Haltung gefragt
Wenn noch Imagewerbung für den Arztberuf nötig gewesen sein sollte, hat die Pandemie dafür gesorgt. Zusammen mit den Pflegekräften gelten die Mediziner als die, die seit Monaten an vorderster Front gegen Covid-19 stehen und die Grenzen der eigenen Belastbarkeit immer wieder austesten mussten.

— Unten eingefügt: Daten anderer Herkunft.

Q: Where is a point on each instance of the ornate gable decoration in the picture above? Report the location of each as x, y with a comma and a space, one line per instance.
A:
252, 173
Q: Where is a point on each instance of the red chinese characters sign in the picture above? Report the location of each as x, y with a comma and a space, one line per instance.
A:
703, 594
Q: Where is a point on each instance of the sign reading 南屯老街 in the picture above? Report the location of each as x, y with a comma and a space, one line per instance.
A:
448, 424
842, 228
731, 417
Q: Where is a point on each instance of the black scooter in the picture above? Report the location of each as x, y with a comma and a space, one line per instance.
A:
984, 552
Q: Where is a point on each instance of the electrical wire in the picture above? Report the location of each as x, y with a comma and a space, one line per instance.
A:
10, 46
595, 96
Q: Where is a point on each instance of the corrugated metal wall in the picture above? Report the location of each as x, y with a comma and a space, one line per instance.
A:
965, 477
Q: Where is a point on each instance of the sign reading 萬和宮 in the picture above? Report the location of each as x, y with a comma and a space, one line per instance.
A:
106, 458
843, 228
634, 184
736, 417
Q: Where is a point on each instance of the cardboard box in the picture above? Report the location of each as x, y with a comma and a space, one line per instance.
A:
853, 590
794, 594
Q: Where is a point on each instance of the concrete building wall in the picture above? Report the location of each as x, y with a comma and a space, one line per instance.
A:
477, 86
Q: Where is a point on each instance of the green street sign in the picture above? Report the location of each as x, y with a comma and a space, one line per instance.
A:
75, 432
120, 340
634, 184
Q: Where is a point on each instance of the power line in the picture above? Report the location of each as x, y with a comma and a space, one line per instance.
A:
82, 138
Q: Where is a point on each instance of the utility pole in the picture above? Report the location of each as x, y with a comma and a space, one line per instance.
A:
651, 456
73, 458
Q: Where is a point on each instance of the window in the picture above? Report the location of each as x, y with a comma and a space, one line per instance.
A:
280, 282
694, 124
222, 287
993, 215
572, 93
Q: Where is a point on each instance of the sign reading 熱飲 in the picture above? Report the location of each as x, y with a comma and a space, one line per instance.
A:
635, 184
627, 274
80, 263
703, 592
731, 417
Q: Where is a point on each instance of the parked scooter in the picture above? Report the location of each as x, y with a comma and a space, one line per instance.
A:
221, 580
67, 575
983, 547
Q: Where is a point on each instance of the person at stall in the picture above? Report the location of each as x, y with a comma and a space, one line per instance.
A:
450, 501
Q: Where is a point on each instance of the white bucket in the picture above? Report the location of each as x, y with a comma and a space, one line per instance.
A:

Wobei da natürlich auch deutliche Unterschiede zu verzeichnen sind. Während es auf Intensivstationen immer wieder Höchstbelastung gibt und impfende Hausärzte unter Dauerstress stehen, wurden anderswo Behandlungen verschoben, um Betten frei zu halten, weil bestimmte Erkrankungen zurückgingen oder Patienten schlicht Angst vor Ansteckung hatten. Alles in allem aber haben die Mediziner ihren Beitrag dazu geleistet, dass das Gesundheitssystem dem Druck der Pandemie standgehalten hat. Trotzdem gibt es Redebedarf.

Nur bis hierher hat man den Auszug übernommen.